L’action de formation

EN BREF

La loi du 5 septembre 2018 pour la Liberté de choisir son avenir professionnel élargit la définition de l’action de formation à la notion de parcours pédagogique. Ce dernier doit permettre à l’individu d’acquérir des compétences professionnelles.

Qu’est-ce que c’est ?

L’action de formation doit permettre d’atteindre un objectif professionnel. 
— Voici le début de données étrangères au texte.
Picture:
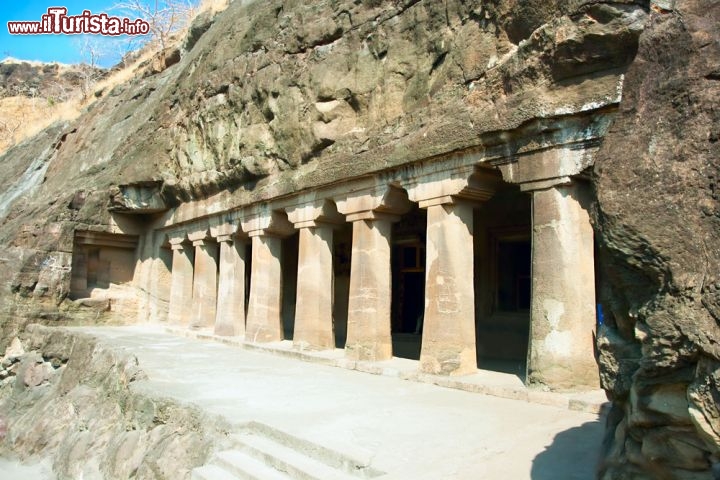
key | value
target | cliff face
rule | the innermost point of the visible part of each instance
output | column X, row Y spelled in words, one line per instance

Selon les cas, cet objectif professionnel peut : 

  • Pour une personne sans qualification professionnelle ou sans contrat de travail : lui permettre d’accéder à un emploi dans les meilleures conditions ;
  • Pour un salarié en poste : favoriser son adaptation à son poste de travail, son maintien dans l’emploi, le développement de ses compétences en lien ou non avec son poste de travail ; ceci peut même lui permettre d’obtenir une qualification plus élevée ;
  • Pour un travailleur dont l’emploi est menacé : réduire les risques résultant d’une qualification inadaptée à l’évolution des techniques, en les préparant à une mutation d’activité dans le cadre de son entreprise ou en dehors ;
  • Permettre au salarié dont le contrat est rompu de préparer sa reconversion et lui permettre d’accéder à des emplois exigeant une qualification différente ;
  • Favoriser la mobilité professionnelle.
     

Qui est concerné ?

Tout salarié ou groupe de salariés.

Quels types de formation ?

La formation, pour répondre à l’objectif, peut revêtir diverses formes et modalités. Elle peut correspondre à un bilan de compétences, une formation, une validation des acquis de l’expérience, ou de toute autre action s’inscrivant ou non dans un parcours de formation visant la professionnalisation d’un salarié.

 

L’action de formation peut être suivie :

  • En présentiel ;
  • A distance (tout ou en partie) : plateforme informatique, téléphone, courrier, … 
  • En situation de travail (AFEST) : l’action se déroule sur le poste de travail et doit s’inscrire dans un cadre pédagogique précis.

 

Elle peut s’organiser sous forme d’un parcours mêlant diverses modalités et comprenant 3 phases : 

  • Une phase en amont de la formation, centrée sur le positionnement de l’individu et l’évaluation précise de son besoin ;
  • Une phase d’apprentissage pouvant articuler plusieurs formations ;
  • Une phase en aval permettant d’évaluer l’atteinte des objectifs.
     

IMPORTANT

Pour être financée, l’action de formation doit être délivrée par un organisme : 

  • Dont le dossier a été validé sur la plateforme DATADOCK ;
  • Habilité par l’entité détentrice de la certification le cas échéant.

Quelle mise en œuvre ?

Les actions de formation sont catégorisées selon deux typologies : 

  • Les actions obligatoires, qui conditionnent l’exercice d’une activité ou d’une fonction, en application de dispositions légales et réglementaires.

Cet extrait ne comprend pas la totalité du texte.